Cecile Licad brings dazzling keyboard arsenal to Liszt, American composers

Fri Jan 19, 2018 at 12:54 pm
Pianist Cecila Licad performed at Weill Hall Thusrday night. Photo: Sara Black

Pianist Cecila Licad performed at Weill Hall Thursday night. Photo: Sara Black

Terry Eder’s Key Pianists concert series is full of surprises. Eder, a pianist herself, recruits fine musician who don’t necessarily have the highest-profile careers, and has them play the repertoire that appeals to them most—as opposed to what’s listed on the latest CD of the  musician.

It’s those individual choices that are the surprise and Thursday night’s concert at Weill Recital Hall was an example. Pianist Cecile Licad played music one expects at a piano recital by Liszt, as well as music that one is unlikely to ever hear.

That made for an enjoyable night via the unexpected yet pleasurable pairing of Liszt with Elie Siegmeister and Edward MacDowell.

Licad’s playing of all three composers was superb. First up was Siegmeister’s Sonata No. 1, “American.” The subtitle is a giveaway: Siegmeister was one of the mid-20th century American composers who was working on establishing a national sound in classical music.

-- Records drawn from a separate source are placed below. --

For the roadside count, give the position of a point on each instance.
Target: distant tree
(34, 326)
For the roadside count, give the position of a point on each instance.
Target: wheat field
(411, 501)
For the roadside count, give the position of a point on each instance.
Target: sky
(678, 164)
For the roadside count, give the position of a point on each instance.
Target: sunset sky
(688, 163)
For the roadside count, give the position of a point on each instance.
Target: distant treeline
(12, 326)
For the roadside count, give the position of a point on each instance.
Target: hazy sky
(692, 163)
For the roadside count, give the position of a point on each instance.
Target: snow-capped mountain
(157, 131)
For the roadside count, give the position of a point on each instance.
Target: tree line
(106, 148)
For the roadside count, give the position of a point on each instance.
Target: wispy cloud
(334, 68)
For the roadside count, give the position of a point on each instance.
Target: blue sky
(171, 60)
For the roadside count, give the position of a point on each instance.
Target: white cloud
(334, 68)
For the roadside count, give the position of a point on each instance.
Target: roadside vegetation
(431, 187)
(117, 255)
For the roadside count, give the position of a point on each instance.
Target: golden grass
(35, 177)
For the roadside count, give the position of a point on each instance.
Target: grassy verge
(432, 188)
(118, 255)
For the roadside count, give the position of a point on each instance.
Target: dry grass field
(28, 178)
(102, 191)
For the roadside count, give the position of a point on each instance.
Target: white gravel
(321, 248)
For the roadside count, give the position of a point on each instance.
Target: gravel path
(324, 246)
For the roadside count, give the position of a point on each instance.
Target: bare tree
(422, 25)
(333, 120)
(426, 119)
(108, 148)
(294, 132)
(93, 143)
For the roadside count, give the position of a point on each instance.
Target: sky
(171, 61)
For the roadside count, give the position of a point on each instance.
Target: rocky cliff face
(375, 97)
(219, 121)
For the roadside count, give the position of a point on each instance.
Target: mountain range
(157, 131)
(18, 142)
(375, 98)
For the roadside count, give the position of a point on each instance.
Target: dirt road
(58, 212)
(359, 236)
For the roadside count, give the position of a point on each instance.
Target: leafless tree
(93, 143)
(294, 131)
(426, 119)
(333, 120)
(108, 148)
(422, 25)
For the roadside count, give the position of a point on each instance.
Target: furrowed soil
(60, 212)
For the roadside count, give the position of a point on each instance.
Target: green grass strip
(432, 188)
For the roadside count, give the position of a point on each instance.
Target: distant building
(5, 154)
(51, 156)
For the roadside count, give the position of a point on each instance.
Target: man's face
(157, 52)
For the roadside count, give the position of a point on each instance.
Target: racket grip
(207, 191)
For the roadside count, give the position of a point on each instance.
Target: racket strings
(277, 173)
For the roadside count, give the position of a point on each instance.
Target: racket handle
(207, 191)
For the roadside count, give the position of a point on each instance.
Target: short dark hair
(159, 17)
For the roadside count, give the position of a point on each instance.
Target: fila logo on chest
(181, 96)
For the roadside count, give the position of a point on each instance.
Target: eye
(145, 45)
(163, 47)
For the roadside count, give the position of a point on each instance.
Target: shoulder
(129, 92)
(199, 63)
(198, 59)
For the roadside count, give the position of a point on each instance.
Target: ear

The Sonata No. 1 is tonal but very different in style from his contemporary and peer Aaron Copland. Urban rather than rural, bluesy rather than folksy, full of extroverted energy that seems to burst out of crowded, between-wars dance clubs, chrome, cars, and skyscrapers. This sonata is social music, with more than a touch of Gershwin.

Licad’s musicianship was impressive all evening. There were stretches of her playing in the second movement (marked “Moderately slow, with great dignity”), that crowded out time for the contemplation of the music, but she played with a feeling of advocacy that was touching. There is a lot of surface dazzlement in the sonata, but Licad brought out the depths in the piece as well.

After the modern sophistication of Siegmeister, Liszt took a bit to adjust to, but then audiences have been adjusting to the Sonata in B minor for 150 years.

Here, Licad’s musical thinking gave purpose to her attack, articulation, dynamics, and rhythms. Her manner with the funereal opening statement was forceful in the extreme. She eschewed dramatic atmosphere and put her focus into the sheer, wild drama of the notes, the extreme swings of tempo and mood.

Much, if not most, of this music is a display of piano technique, and Licad had it all–speed, force, an easy octave reach. More important was that she had the music itself in her hands. Her lovely, long legato runs expressed the hyper-lyricism of Liszt’s thinking, perfectly capturing the rise of each emotional state, its turn toward the baroque and decadence, and its disintegration and reformation into the next experience.

Despite the energy it takes to play–and for some, hear–the sonata, Licad finished up with a sense of fierce indomitability.

The second half opened with another marvelous curiosity, MacDowell’s Woodland Sketches.

The song-like beauty of “To a Wild Rose” set the scene for the second half, which was a survey of inner landscapes and quiet thoughts. As with Siegmeister and Liszt, Licad approached MacDowell’s ten little movements with a dedication to the specific quality of each, whether pastoral, agitated, sorrowful, or folksy.

In this and Liszt’s Saint Francis Preaching to the Birds, she plumbed every depth she could find.

Licad completed the primary program with an absolutely exhilarating Mephisto Waltz No. 1, in Busoni’s transcription. Every second one was either astonished or slightly terrified by the feeling that she was picking Liszt up and tossing him around as if her were just a toy in a child’s hand. The sense of control at the very edge of control was perfect for the music.

The high point of this fine recital came with the first of two encores. Before her last piece, Louis Moreau Gottschalk’s Caprice Andalouse (another rarely heard composer she has made a specialty), Licad played a modest little thing known as “Ondine” from Gaspard de la nuit. Her hands swept up and down the keyboard, creating an immersive and uncanny atmosphere of color and thrills.

Licad’s pianism was excellent throughout, but it was the sense that this music mattered to her that was most striking; there was a little sense of personal urgency to the audience that was quite  moving.

Why else would a musician perform? Cynics might answer, “for the money,” but the point of Key Pianists is that the musicians are performing because that’s what they do and who they are. They breath life into art and share it with the listener.

Mischa Dichter plays the next Key Pianists concert 7:30 p.m. February 21. Facebook.com/KeyPianists


One Response to “Cecile Licad brings dazzling keyboard arsenal to Liszt, American composers”

  1. Posted Jan 20, 2018 at 12:26 am by LAKAMBINI Z RAMOS

    What a wonderful write-up on Cecile Licad’s performance. I feel like I was there myself- but of course, what can one expect, Cecile is a true artist ! Wishing her more performances and successes! Thanks for sharing this on FB.